Queue Patterns and Best Practices
Building reliable queue-based systems requires understanding common patterns, handling failures gracefully, and following best practices. This guide covers battle-tested patterns and lessons learned from production systems.
Common Queue Patterns
1. Simple Queue (Job Queue)
The most basic pattern: producer adds jobs, worker processes them.
// Producer: Add job
await queue.add('send-email', {
to: '[email protected]',
subject: 'Welcome!',
body: 'Thanks for signing up!',
});
// Worker: Process job
queue.process('send-email', async (job) => {
const { to, subject, body } = job.data;
await emailService.send(to, subject, body);
});
When to use:
- Background tasks in a single application
- Decoupling request/response from processing
- Simple asynchronous work
Example use cases:
- Email sending
- Image resizing
- Report generation
- Data cleanup
2. Pub/Sub (Fan-Out)
One event triggers multiple independent consumers.
// Publisher: Emit event
await eventBus.publish('user.created', {
userId: '123',
email: '[email protected]',
name: 'John Doe',
});
// Subscriber 1: Send welcome email
eventBus.subscribe('user.created', async (event) => {
await sendWelcomeEmail(event.email, event.name);
});
// Subscriber 2: Create Stripe customer
eventBus.subscribe('user.created', async (event) => {
await stripe.customers.create({
email: event.email,
metadata: { userId: event.userId },
});
});
// Subscriber 3: Track analytics
eventBus.subscribe('user.created', async (event) => {
await analytics.track('User Signed Up', event);
});
// Subscriber 4: Notify Slack
eventBus.subscribe('user.created', async (event) => {
await slack.notify(`New user: ${event.name} (${event.email})`);
});
Benefits:
- ✅ Loose coupling (subscribers don't know about each other)

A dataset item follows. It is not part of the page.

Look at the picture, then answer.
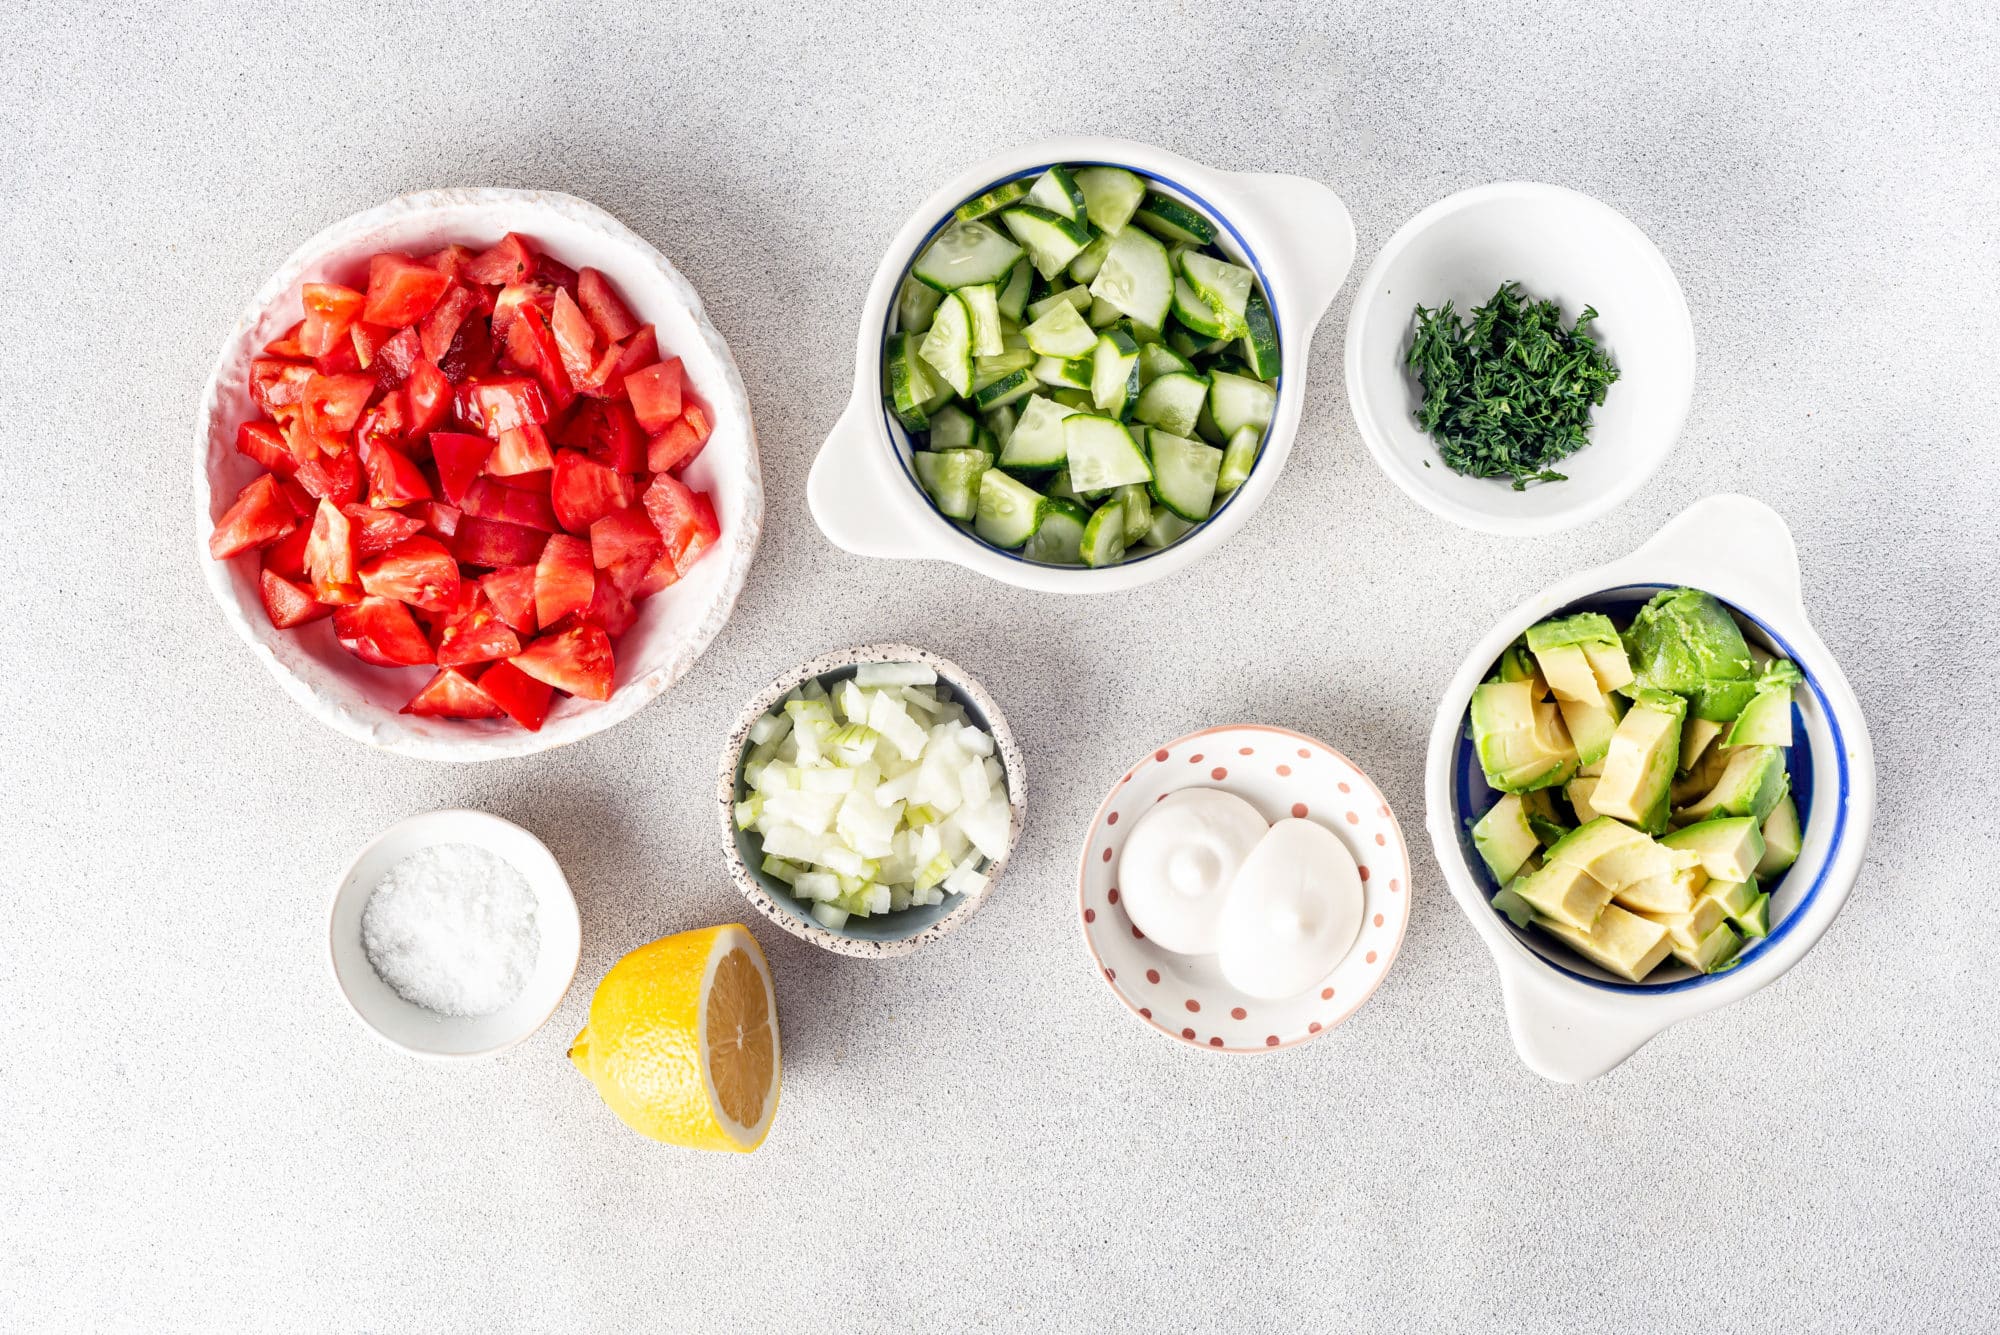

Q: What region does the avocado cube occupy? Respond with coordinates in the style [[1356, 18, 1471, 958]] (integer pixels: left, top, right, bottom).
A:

- ✅ Easy to add new subscribers
- ✅ Failures isolated (one subscriber failing doesn't affect others)
- ✅ Scalable (each subscriber can scale independently)
When to use:
- Event-driven architectures
- Microservices
- Need multiple systems to react to same event
- Want to add functionality without changing producers
Example use cases:
- User lifecycle events (signup, upgrade, churn)
- Order processing (order created → notify, fulfill, invoice)
- Content publishing (publish article → index, notify, cache)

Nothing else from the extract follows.